I hope everything is in order now ;-)
Don't forget to put your name as reviewer.
comment:21 in reply to: ↑ 20 Changed 10 years ago by
Replying to dcoudert:
Ouppss. This is solved in this new version. I'm using a set of vertices to restrict the DFS to the vertices in the connected or strongly connected component containing u.
Is this really necessary for the undirected case? Aren't all neighbors of v in the same connected component as v?
comment:22 Changed 10 years ago by
- Reviewers set to Sebastian Luther
comment:23 Changed 10 years ago by
Yes, all neighbors of v are in the same connected component.

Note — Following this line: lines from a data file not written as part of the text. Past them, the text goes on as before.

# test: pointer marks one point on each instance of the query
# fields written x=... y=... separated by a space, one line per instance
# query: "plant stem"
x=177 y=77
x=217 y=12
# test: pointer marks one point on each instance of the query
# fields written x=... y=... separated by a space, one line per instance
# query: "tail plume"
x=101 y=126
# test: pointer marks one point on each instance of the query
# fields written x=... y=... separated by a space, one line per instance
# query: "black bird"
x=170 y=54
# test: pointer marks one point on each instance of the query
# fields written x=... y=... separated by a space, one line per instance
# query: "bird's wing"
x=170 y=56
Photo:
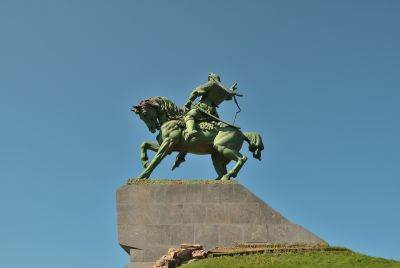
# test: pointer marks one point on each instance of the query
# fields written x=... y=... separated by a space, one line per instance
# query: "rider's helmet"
x=213 y=76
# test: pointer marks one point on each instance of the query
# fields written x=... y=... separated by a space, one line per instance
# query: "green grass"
x=340 y=259
x=167 y=181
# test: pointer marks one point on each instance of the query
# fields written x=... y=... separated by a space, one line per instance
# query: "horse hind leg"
x=219 y=163
x=231 y=155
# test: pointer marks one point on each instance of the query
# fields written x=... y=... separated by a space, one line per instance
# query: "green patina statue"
x=196 y=129
x=212 y=93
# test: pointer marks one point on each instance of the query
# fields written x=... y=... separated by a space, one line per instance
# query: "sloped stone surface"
x=152 y=218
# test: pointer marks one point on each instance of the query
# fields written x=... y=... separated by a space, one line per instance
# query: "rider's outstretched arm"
x=199 y=91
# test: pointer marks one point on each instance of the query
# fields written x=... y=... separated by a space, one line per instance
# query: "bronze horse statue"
x=222 y=141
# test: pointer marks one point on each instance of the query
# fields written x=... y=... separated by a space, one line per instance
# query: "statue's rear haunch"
x=197 y=129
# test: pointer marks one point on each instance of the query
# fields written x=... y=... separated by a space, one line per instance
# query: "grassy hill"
x=339 y=259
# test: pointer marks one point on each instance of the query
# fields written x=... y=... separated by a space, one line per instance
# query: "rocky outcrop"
x=175 y=257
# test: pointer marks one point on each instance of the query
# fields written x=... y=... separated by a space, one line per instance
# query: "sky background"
x=320 y=81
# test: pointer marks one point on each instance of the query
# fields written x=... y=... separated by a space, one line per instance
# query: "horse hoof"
x=225 y=178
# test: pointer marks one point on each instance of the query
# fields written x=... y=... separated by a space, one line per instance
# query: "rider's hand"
x=234 y=87
x=187 y=107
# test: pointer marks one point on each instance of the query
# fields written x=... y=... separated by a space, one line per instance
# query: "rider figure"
x=212 y=93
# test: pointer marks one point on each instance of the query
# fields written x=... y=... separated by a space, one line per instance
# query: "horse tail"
x=255 y=143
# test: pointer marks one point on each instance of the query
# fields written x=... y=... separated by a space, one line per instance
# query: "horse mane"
x=171 y=110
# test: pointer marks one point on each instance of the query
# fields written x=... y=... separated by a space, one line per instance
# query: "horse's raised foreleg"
x=219 y=163
x=165 y=148
x=153 y=146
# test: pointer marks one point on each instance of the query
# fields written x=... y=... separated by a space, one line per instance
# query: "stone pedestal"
x=155 y=217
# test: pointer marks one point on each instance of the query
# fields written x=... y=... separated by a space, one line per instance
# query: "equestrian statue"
x=196 y=129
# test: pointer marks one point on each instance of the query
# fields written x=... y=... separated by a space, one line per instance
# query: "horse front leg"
x=165 y=148
x=153 y=146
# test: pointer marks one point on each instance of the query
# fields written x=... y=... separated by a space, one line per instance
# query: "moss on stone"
x=168 y=181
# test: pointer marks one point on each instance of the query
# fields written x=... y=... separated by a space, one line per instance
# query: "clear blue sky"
x=321 y=84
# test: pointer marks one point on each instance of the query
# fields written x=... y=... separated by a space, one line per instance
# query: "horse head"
x=147 y=111
x=155 y=111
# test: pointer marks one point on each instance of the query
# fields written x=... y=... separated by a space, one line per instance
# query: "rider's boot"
x=190 y=128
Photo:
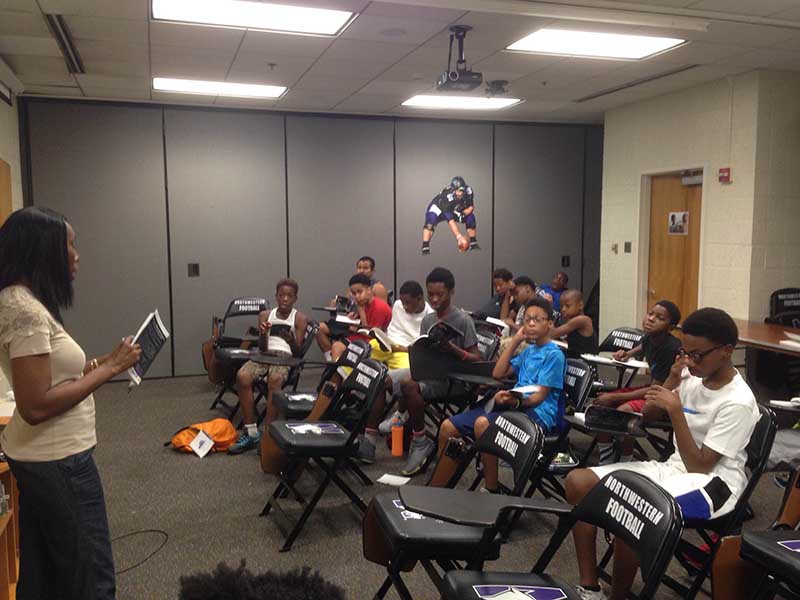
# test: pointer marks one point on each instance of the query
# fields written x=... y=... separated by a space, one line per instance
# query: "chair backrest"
x=629 y=506
x=785 y=300
x=488 y=343
x=622 y=338
x=578 y=383
x=514 y=438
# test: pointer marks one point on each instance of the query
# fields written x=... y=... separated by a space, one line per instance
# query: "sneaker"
x=245 y=443
x=366 y=451
x=396 y=419
x=590 y=594
x=419 y=454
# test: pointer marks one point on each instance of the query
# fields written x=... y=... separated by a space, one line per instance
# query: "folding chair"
x=651 y=529
x=397 y=537
x=298 y=405
x=621 y=338
x=331 y=444
x=226 y=345
x=688 y=553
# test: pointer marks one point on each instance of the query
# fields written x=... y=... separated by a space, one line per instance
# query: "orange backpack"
x=219 y=430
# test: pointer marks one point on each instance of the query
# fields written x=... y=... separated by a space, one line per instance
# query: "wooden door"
x=674 y=242
x=5 y=190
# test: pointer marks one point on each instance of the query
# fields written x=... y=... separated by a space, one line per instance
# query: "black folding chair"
x=226 y=346
x=697 y=562
x=405 y=537
x=331 y=444
x=651 y=529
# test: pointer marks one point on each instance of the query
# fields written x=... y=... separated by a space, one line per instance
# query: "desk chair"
x=330 y=443
x=231 y=363
x=687 y=553
x=397 y=538
x=652 y=540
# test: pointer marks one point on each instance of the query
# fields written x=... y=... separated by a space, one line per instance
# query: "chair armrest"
x=472 y=508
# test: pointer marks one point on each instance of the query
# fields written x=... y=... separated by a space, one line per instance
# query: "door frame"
x=643 y=258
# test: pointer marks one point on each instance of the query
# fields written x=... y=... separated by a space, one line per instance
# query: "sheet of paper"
x=395 y=480
x=201 y=444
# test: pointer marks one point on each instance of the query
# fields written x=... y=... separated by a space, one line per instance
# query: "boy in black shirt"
x=659 y=347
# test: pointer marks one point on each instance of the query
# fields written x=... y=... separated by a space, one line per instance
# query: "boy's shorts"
x=700 y=495
x=465 y=421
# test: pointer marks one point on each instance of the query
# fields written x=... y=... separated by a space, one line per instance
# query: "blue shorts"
x=465 y=422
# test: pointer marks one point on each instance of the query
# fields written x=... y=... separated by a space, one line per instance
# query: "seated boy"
x=659 y=347
x=407 y=315
x=577 y=329
x=371 y=311
x=503 y=283
x=713 y=413
x=556 y=287
x=542 y=363
x=285 y=341
x=440 y=285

I have replaced the code with CC = [self.vertex_iterator()]
.
I did several tests to see if it would be faster to duplicate the code to avoid the test w in CC
but then we need to add the test w != u
which takes some time as well (although very little) and overall the difference is very small. So I have finally decided not to duplicate the code.
comment:24 Changed 10 years ago by
- Status changed from needs_review to positive_review
Tests pass, documentation looks good. Positiv review!
comment:25 Changed 10 years ago by
Thanks for the review and all the comments. The patch is much better now.
comment:26 Changed 10 years ago by
- Status changed from positive_review to needs_work
This needs to be rebased to sage-5.3.beta1.
comment:27 Changed 10 years ago by
- Status changed from needs_work to needs_review
Hello,
I have rebased the patch to sage-5.3.beta1, so it should be easily reviewed.
Best,
comment:28 Changed 10 years ago by
- Status changed from needs_review to positive_review
For a trivial rebase, you can change the status yourself to positive_review
.
comment:29 Changed 10 years ago by
I didn't know that. Thank you.
comment:30 Changed 10 years ago by
- Merged in set to sage-5.4.rc0
- Resolution set to fixed
- Status changed from positive_review to closed
I'm not fully satisfied of this patch, but I have no better implementation in mind.
For digraphs, this patch considers weakly connected components, but it could also considers strongly connected components. I'm not sure of the most relevant definition.